Kush is aided by a fabulous supporting cast who all take on a variety of roles, some completely contrasting in nature and disposition. Antonio Fargas does strong work as George McCoy, who's rightfully proud of his son, until Elijah's scientific views begin to openly clash with George's deeply rooted religious beliefs and he cuts off all contact. Monica Parks is terrific as Elijah's mother, his inspirational first wife who sadly succumbs to illness, and his mouthy housekeeper Gertrude.
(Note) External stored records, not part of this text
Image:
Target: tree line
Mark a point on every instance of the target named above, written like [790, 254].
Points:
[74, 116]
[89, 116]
Chauncey Thomas portrays the young Elijah in decent fashion, but is most memorable as Don Bogie, a black man who helps Elijah get a job when the white owners of the railroad reject him outright. Sharisa Whatley tackles a variety of roles with aplomb, but is especially effective as Elijah's second wife, Mary Eleanora Delaney. Whit Reichert and Alan Knoll add immeasurably to the proceedings by playing everyone else involved in the story, and provide the occasional bit of comic relief as well.
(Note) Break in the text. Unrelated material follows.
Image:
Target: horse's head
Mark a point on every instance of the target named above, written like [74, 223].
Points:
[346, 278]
Stage manager Tracy D. Holliway-Wiggins is credited with "staging" this production, but even if you're only re-creating someone else's staging, you still have to guide the actors through their movements and their motivations, so you wind up essentially directing them. And since this production hangs together pretty well dramatically, I'd say Holliway-Wiggins does a remarkable job directing this unusual show.
Alex Van Blommestein's scenic design features a raked stage that could symbolize the uphill battle for recognition faced by the protagonist. Blommestein also flanks the actors with sculptural pieces that suggest and reflect the railway setting. Jennifer Krajicek's costumes have the right look and feel for the characters and the period, and Mark Wilson's lighting design also adds to the mood and atmosphere of the show. Uncredited projections are also used to good effect to show blueprints of patented inventions by McCoy.
The origin of the phrase "the real McCoy" may remain in question, but one thing is certain, the Black Rep's presentation of The Real McCoy is the genuine article; a smart and engaging production that enlightens and informs. The Real McCoy continues through April 10, 2011 at the Grandel Theatre.